Les planètes sans eau pourraient encore produire certains liquides, une nouvelle étude révèle

L'eau est essentielle pour la vie sur Terre. Ainsi, le liquide doit être une exigence pour la vie dans d'autres mondes. Pendant des décennies, la définition des scientifiques de l'habitabilité sur d'autres planètes est reposée sur cette hypothèse.

Mais ce qui rend certaines planètes habitables pourrait avoir très peu à voir avec l'eau. En fait, un type de liquide entièrement différent pourrait en théorie soutenir la vie dans les mondes où l'eau peut à peine exister. C'est une possibilité que les scientifiques du MIT soulèvent dans une étude apparaissant cette semaine dans le Actes de l'Académie nationale des sciences.

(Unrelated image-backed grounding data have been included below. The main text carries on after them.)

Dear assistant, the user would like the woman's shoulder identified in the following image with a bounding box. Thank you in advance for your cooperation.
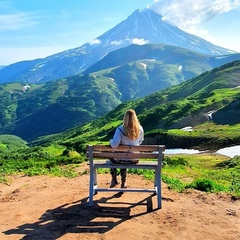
[117,125,123,131]
[117,125,126,135]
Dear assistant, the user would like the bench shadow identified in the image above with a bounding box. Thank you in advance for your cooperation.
[3,193,173,240]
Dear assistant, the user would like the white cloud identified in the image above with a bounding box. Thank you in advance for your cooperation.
[131,38,149,45]
[88,39,101,45]
[147,0,240,52]
[148,0,240,30]
[0,12,38,31]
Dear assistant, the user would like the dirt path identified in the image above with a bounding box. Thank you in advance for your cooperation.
[0,166,239,240]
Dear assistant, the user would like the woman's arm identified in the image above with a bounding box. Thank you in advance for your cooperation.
[110,127,122,148]
[139,126,144,144]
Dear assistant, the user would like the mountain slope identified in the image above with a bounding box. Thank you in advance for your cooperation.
[0,9,236,84]
[0,76,122,141]
[84,44,240,75]
[1,44,239,141]
[36,60,240,149]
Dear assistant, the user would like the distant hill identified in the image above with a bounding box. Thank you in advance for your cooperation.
[34,60,240,149]
[0,76,121,141]
[0,8,236,84]
[0,134,28,153]
[84,44,240,75]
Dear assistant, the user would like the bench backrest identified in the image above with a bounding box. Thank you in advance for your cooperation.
[87,145,165,160]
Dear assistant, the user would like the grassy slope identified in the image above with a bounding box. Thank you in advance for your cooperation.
[1,62,240,197]
[1,45,239,141]
[33,61,240,151]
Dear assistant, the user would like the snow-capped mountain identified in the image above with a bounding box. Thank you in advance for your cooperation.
[0,8,236,83]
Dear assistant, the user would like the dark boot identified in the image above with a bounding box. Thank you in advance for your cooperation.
[120,168,127,188]
[110,168,119,188]
[110,178,119,188]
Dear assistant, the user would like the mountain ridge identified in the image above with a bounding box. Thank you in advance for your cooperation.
[83,43,240,75]
[0,8,236,84]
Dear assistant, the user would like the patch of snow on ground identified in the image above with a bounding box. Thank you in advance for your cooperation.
[165,148,203,154]
[216,145,240,158]
[180,126,193,131]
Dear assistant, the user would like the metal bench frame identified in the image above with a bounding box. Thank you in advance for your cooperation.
[87,145,165,209]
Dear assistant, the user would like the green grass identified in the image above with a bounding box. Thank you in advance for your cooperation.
[0,145,85,184]
[96,153,240,197]
[42,144,66,156]
[160,154,240,196]
[1,146,239,198]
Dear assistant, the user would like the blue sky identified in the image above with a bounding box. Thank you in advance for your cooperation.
[0,0,240,65]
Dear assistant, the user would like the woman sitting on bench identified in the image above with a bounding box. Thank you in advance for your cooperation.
[109,109,144,188]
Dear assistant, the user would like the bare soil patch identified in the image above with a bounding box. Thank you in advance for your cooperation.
[0,165,239,240]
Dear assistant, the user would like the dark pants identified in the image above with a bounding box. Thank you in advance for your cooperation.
[109,158,127,182]
[110,168,126,182]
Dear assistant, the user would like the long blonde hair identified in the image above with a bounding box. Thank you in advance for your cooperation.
[123,109,140,140]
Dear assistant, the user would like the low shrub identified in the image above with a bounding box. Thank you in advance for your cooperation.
[163,156,188,166]
[186,178,214,192]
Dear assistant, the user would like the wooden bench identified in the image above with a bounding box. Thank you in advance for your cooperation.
[87,145,165,209]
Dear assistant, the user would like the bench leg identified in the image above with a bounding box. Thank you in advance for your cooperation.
[94,167,98,191]
[155,169,162,209]
[154,169,157,188]
[89,167,94,207]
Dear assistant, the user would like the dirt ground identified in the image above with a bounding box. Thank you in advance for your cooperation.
[0,163,239,240]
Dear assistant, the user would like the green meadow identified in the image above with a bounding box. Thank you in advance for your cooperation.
[1,139,239,198]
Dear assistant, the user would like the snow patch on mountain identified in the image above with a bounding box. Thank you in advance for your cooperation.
[111,40,124,46]
[139,62,147,69]
[146,59,156,62]
[109,78,115,82]
[178,65,183,71]
[214,56,228,59]
[37,62,48,68]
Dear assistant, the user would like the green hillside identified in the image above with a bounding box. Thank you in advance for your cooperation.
[1,44,239,141]
[0,75,121,140]
[1,62,240,197]
[32,60,240,151]
[0,134,28,152]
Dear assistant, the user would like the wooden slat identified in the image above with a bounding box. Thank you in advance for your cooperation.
[92,152,159,159]
[91,145,165,152]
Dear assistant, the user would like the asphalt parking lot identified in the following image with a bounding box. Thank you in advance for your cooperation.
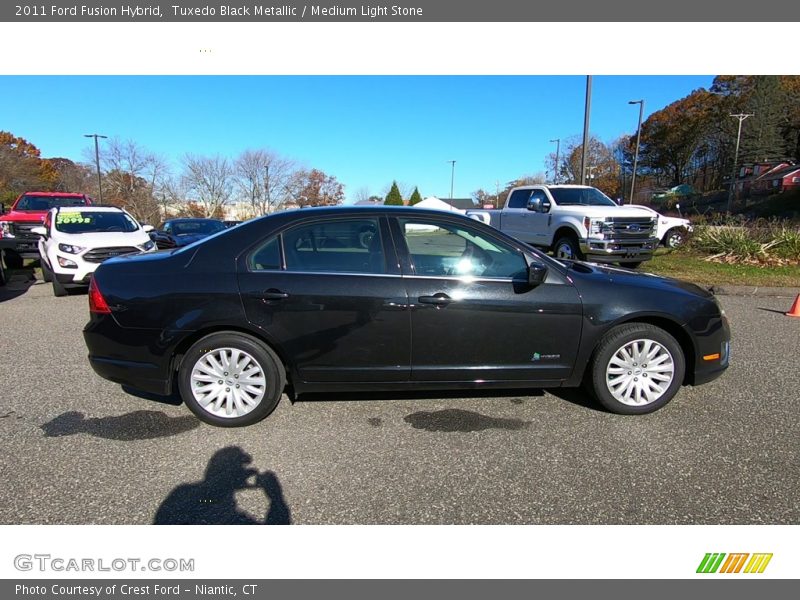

D'après les expériences en laboratoire, les chercheurs ont découvert qu'un type de liquide connu sous le nom de liquide ionique peut se former facilement à partir d'ingrédients chimiques qui devraient également être trouvés à la surface de certaines planètes et lunes rocheuses. Les liquides ioniques sont des sels qui existent sous forme liquide inférieure à environ 100 degrés Celsius.

Les expériences de l'équipe ont montré qu'un mélange d'acide sulfurique et de certains composés organiques contenant de l'azote produisait un tel liquide. Sur les planètes rocheuses, l'acide sulfurique peut être un sous-produit de l'activité volcanique, tandis que des composés contenant de l'azote ont été détectés sur plusieurs astéroïdes et planètes de notre système solaire, ce qui suggère que les composés peuvent être présents dans d'autres systèmes planétaires.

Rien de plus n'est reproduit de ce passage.